Overview
R&D engineers at CoorsTek work with a mix of structured database records and hundreds of technical documents — test reports, material specs, research notes. Finding information across both required knowing where to look and how to query it, which was slow and dependent on institutional knowledge.
This project built an agentic chatbot that lets engineers ask questions in plain language and get answers drawn from both the structured database and the unstructured document corpus — deployed on Databricks and available company-wide. I pioneered the use of Databricks at CoorsTek through earlier experimentation in Internship 2, then took the system from zero to first deployment in 2 months during Internship 3.
What I Built
Data Ingestion Pipeline
Built ETL pipelines to ingest data from two sources: a structured R&D database and hundreds of technical documents. Structured records were cleaned, normalized, and indexed into a Databricks vector search table. Documents were chunked, embedded, and indexed separately — with metadata preserved so agents could filter by document type, date, or project.
Multi-Agent Framework
Developed a framework of AI agents using Databricks Agent Bricks to handle retrieval from both structured and unstructured sources.
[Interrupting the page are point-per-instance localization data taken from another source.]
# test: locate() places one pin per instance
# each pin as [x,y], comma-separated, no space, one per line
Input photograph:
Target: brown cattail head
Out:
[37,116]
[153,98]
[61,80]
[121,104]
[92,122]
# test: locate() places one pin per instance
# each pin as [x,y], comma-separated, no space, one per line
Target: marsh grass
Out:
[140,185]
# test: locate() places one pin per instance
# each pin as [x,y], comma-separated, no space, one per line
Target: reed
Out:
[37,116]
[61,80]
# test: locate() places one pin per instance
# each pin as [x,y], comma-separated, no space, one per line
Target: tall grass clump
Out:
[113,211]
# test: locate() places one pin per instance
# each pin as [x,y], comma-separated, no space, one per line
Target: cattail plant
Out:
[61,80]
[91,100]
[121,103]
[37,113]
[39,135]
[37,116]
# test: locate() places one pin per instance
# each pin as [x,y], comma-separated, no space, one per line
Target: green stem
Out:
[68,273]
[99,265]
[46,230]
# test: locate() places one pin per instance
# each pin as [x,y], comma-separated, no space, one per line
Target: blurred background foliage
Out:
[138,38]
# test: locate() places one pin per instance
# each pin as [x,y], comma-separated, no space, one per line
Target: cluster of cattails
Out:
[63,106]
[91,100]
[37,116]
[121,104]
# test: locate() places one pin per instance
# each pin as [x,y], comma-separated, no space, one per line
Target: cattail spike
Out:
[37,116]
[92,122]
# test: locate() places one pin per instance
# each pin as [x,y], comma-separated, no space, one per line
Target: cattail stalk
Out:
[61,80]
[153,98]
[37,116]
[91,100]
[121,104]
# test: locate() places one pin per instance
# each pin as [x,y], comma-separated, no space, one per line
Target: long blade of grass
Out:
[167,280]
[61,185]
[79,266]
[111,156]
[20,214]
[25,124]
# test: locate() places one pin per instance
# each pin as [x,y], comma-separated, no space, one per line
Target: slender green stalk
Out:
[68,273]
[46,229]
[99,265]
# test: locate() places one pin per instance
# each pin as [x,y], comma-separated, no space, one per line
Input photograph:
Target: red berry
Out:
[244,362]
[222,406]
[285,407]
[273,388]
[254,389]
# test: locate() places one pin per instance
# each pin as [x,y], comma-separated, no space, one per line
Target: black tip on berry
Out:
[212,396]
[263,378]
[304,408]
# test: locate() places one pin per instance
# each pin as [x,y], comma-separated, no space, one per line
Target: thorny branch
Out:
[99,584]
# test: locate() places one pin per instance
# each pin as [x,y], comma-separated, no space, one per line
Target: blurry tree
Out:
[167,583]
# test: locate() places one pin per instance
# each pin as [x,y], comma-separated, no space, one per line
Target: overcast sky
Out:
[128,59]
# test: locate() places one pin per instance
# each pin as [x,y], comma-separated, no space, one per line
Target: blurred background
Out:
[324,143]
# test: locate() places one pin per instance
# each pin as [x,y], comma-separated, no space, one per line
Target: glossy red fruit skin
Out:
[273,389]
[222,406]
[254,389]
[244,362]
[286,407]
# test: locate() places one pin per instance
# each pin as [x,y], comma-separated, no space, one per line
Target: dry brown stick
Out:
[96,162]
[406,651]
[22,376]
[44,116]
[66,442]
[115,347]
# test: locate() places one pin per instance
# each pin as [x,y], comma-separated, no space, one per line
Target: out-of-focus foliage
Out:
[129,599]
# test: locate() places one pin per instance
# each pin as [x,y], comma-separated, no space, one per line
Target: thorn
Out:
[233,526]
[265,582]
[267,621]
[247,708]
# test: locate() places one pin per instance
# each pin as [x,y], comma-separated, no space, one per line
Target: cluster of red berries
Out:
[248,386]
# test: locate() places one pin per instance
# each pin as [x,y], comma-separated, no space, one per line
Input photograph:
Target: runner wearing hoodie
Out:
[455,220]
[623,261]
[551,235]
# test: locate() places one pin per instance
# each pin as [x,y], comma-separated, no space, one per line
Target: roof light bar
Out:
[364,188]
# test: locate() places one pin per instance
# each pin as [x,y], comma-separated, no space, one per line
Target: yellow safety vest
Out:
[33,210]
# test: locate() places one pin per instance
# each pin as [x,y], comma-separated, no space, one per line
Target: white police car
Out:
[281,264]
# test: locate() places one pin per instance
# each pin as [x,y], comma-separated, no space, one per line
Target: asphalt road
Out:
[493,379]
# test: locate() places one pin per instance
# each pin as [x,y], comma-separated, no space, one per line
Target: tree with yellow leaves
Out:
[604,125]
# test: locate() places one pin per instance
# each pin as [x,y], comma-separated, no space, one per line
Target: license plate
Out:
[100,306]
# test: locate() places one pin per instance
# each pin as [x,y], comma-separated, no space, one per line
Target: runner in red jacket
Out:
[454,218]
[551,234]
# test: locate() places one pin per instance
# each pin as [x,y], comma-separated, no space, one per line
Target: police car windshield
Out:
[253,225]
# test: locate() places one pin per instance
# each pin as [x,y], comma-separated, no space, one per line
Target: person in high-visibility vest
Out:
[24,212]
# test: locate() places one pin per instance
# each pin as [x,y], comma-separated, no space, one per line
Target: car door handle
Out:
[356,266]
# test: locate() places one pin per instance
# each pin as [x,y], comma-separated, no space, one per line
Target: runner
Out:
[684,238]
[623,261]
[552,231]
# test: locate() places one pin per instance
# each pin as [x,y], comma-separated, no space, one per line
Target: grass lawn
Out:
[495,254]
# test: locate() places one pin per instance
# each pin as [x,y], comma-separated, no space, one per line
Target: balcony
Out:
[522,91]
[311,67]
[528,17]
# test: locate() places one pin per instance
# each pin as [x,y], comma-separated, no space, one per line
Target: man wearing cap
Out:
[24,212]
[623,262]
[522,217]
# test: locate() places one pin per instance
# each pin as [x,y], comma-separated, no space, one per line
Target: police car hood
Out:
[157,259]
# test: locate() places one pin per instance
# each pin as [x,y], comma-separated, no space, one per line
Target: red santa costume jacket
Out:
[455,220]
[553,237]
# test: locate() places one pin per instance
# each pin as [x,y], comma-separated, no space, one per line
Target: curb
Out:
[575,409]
Each agent is responsible for a specific retrieval task; an orchestration layer routes user queries to the appropriate agent and synthesizes responses.
Reliability Engineering
Improved the reliability of multiple agents to 95+% through a combination of data cleaning (removing duplicate chunks, fixing metadata inconsistencies) and prompt engineering (clearer tool descriptions, stricter output formatting constraints, few-shot examples). Established LLMOps evaluation procedures — scoring agent responses against a labeled test set — as a standard practice for future agent development at the company.